I was at the big annual street fair in Bay Ridge, Brooklyn. Big turnout, beautiful day, many thousands of people clogging Third Avenue from the 60s through the 80s, what looked like more than a hundred booths. The people filling the avenue were an incredible mix—young and old, infants and grandmas, all colors and nationalities, families, kids in groups, all kinds of garb—young Arab women in headscarves and abayas, Italian kids from the old Bay Ridge, elderly Irish women who go to the local evangelical church, young Latinos, tall blond Nordic-looking girls in black suede leather boots, Filipino families. In the beauty shop on 76th Street where my mother popped in to get her hair done everyone spoke Chinese, including a 5- or 6-year-old Asian girl so proud of her new bangs. One booth looked like a gold souk and sold Arab dress. Another sold Catholic saints’ cards, crucifixes and Rosary beads. At the Obama 2012 booth, some members of “Brooklyn Democrats for Change” teased me, gave me an Obama button, and posed for pictures. (No Romney booth, alas.) At another, evangelicals offered a free New Testament, and when I said I already had one, they asked if they could pray for a specific intention. I said yes, my back’s bothering me, and a white-haired woman put her hands on my neck and back, said a prayer and asked for a healing in Jesus Christ’s name. A Mexican woman across the way had a headset on and was telling everyone how to make the best salad ever with her Super-Hyper-Veg-O-Matic. She had a big crowd. Young Asian kids with iPhones were tweeting what they were seeing as they walked behind their grandparents. Two teenage Arab girls were sitting on storage boxes and laughing, and as I walked by I saw they were breezing through pictures on an iPhone and posting them on Facebook.

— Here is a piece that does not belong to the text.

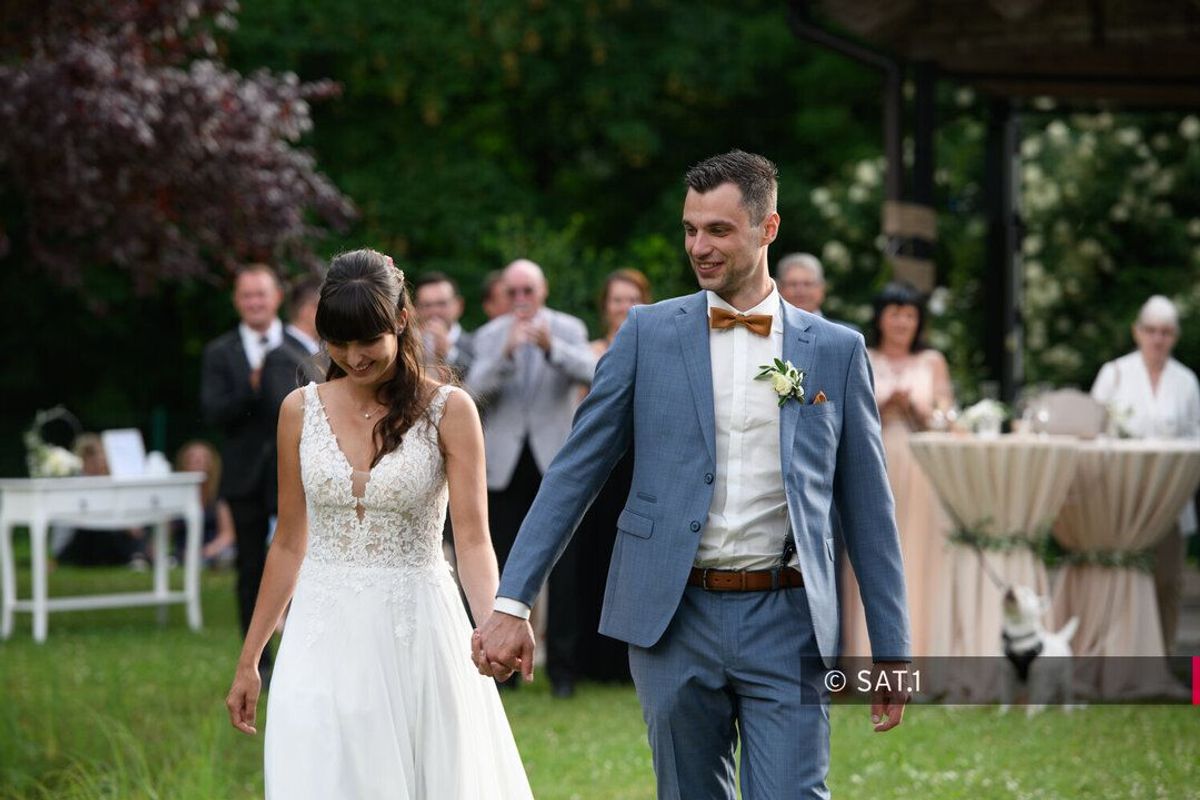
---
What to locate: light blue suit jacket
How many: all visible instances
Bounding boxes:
[498,291,911,666]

I’m walking along with my niece and her baby and fiancé, Dominic, and suddenly in some new way it hits me. “The entire political future of America is on this street,” I said.

Everyone different, everyone getting along, everyone feeling free to be who they are but everyone also—you could just kind of see it—feeling free to be different from who they are, too. Everyone selling their wares, not just material ones but spiritual ones. There was a really loud kind of rap group, and I asked who it was because I didn’t get its composition—young black and Hispanic men, a middle-aged white woman. Singers from a local church, I was told. The Knights of Columbus were giving out flyers: Come to the October dinner dance. The Gateway City Church was inviting you to an “Overcomers Meeting . . . a fellowship of men and women who are dealing with alcohol, drugs, nicotine, depression and anxiety, fears, anger, gambling, lust, family problems. . . . All are welcome regardless of religious and spiritual beliefs and persuasions.” An Albanian sect of the Jehovah’s Witnesses was there, too.

This, she says, is the future of America. Not because it's New York City or even Brooklyn (though of course it's both of those) but because this is where it begins. This, she says, is where you see "the big mix" that becomes "the big blend". It's that e pluribus unum thing. It often starts in Brooklyn or Los Angeles or San Antonio but it spreads across the continent.

And, as Noonan suggests, every so often you need a reminder of how extraordinary it all really is. It's easy to scoff at the Great American Experiment's shortcomings and sometimes, yes, a measure of scepticism is warranted. But every so often and despite everything else there's a glimpse - and sometimes more than just a snapshot - of what it's all about.

A sunny day in Brooklyn is as good a place as any to start.  Peggy Noonan says that "we’re getting it righter than we know" and I think she's right. There's a sense in which America is always fresh off the boat. You'll know America is failing when you lose that sense and the wonder that it occasions.

That's something worth remembering this election season.